Concordance de calendrier et de lieu, une cinquantaine d’États ont commencé dans le même cadre onusien à ratifier un traité bannissant les armes nucléaires de la planète. Cette initiative a été critiquée par les puissances nucléaires qui craignent que ce texte vienne concurrencer le traité sur la non-prolifération des armes nucléaires (TNP) signé en 1968. Sur fond de crise nucléaire avec Pyongyang et de tensions avec Téhéran, Le Figaro analyse les risques de prolifération.
Le traité sur la non-prolifération des armes nucléaires est-il menacé?
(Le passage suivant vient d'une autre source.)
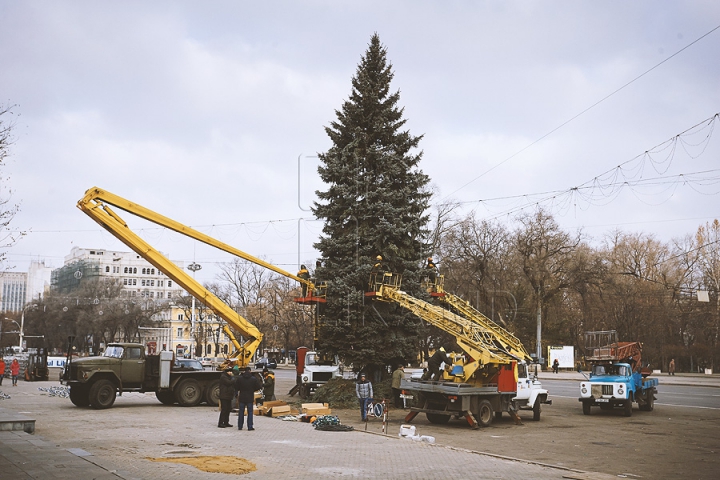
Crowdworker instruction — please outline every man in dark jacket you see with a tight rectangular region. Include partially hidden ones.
[235,367,262,430]
[218,366,237,428]
[422,347,451,381]
[262,367,276,402]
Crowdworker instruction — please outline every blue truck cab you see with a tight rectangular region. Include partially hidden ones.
[579,362,658,416]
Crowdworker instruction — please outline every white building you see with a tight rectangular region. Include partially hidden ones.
[53,247,186,301]
[0,259,53,312]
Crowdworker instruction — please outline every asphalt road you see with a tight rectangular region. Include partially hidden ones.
[542,379,720,410]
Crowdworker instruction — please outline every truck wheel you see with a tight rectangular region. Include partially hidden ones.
[156,391,176,405]
[426,413,451,424]
[477,400,494,427]
[205,380,220,406]
[582,400,591,415]
[69,385,90,407]
[175,379,203,406]
[639,390,655,412]
[532,398,541,421]
[623,399,633,417]
[89,380,117,409]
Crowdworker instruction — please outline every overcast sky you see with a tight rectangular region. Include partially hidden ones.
[1,1,719,284]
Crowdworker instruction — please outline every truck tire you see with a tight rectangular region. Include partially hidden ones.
[175,378,203,406]
[477,400,494,428]
[532,398,541,421]
[639,390,655,412]
[69,385,90,407]
[89,379,117,409]
[623,399,633,417]
[156,391,176,405]
[205,380,220,406]
[582,400,591,415]
[426,412,451,424]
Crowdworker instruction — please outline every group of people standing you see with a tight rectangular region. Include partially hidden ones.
[218,366,275,430]
[0,358,20,387]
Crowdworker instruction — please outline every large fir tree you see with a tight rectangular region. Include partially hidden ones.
[313,34,431,377]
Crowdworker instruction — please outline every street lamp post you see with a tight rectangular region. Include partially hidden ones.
[187,262,202,358]
[11,304,38,352]
[214,326,222,357]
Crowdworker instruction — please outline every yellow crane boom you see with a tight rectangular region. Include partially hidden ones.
[369,273,524,383]
[77,186,314,366]
[430,280,531,362]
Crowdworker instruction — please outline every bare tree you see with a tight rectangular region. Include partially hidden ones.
[0,103,23,265]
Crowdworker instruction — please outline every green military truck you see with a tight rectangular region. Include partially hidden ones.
[61,343,222,409]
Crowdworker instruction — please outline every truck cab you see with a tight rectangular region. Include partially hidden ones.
[579,361,657,416]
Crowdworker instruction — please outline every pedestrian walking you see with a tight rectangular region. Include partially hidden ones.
[217,366,236,428]
[356,373,373,421]
[11,358,20,386]
[262,367,276,402]
[552,358,559,374]
[0,357,5,386]
[669,358,676,376]
[235,366,261,430]
[391,365,405,408]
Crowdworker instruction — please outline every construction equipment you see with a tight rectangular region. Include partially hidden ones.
[24,348,49,381]
[288,346,342,398]
[63,186,324,409]
[368,272,551,428]
[578,330,658,416]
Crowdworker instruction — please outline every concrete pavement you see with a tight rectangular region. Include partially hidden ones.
[0,379,619,480]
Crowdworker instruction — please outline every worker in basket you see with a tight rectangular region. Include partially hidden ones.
[297,264,310,296]
[422,347,451,381]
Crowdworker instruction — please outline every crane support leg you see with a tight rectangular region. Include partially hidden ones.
[464,412,480,430]
[404,411,419,423]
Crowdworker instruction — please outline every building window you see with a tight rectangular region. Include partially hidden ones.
[177,313,184,320]
[132,279,137,286]
[177,327,183,338]
[133,267,137,274]
[105,266,110,273]
[168,281,172,287]
[150,280,155,287]
[167,292,172,298]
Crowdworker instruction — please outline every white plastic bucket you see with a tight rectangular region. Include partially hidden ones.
[399,424,416,437]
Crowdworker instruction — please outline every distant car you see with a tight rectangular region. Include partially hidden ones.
[175,358,204,371]
[197,357,214,368]
[255,358,277,369]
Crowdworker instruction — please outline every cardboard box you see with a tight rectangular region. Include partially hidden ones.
[302,403,331,415]
[270,405,291,417]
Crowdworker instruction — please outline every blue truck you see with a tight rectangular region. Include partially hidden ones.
[578,331,658,417]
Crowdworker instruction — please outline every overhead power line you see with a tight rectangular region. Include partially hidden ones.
[444,23,720,200]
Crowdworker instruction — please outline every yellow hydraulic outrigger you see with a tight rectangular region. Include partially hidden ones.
[367,272,523,383]
[77,186,322,368]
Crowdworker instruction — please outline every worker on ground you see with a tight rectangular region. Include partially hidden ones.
[235,366,261,431]
[391,364,405,408]
[356,373,374,421]
[552,358,559,374]
[422,347,450,381]
[297,264,310,297]
[217,366,237,428]
[426,257,438,283]
[0,357,5,386]
[262,367,276,402]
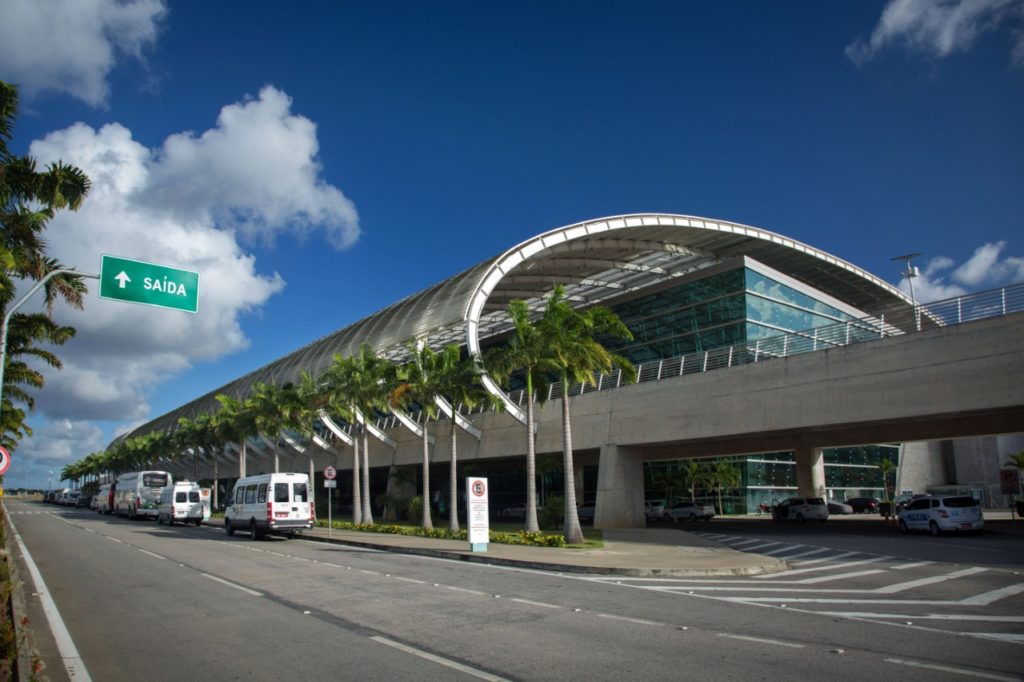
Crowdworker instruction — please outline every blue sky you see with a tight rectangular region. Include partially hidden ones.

Pyongyang, qui faisait partie du TNP depuis 1985, en est sorti unilatéralement en 2003. «C’est une première, qui crée un précédent car aucun dispositif contraignant n’a permis de l’en empêcher», explique Barthélémy Courmont, maître de conférences à l’Institut catholique de Lille et directeur de recherche à l’IRIS. «D’autres puissances nucléaires ne font pas partie du TNP, mais l’ont toujours condamné», précise-t-il. Non-signataires, l’Inde, le Pakistan et Israël possèdent effectivement la bombe, quoique de façon non-officielle dans le cas de Tel-Aviv. New Delhi et Islamabad reprochent au traité de créer une discrimination entre les États dotés d’armes nucléaires (les cinq membres permanents du conseil de sécurité de l’ONU) et le reste des autres États qui n’y ont pas le droit.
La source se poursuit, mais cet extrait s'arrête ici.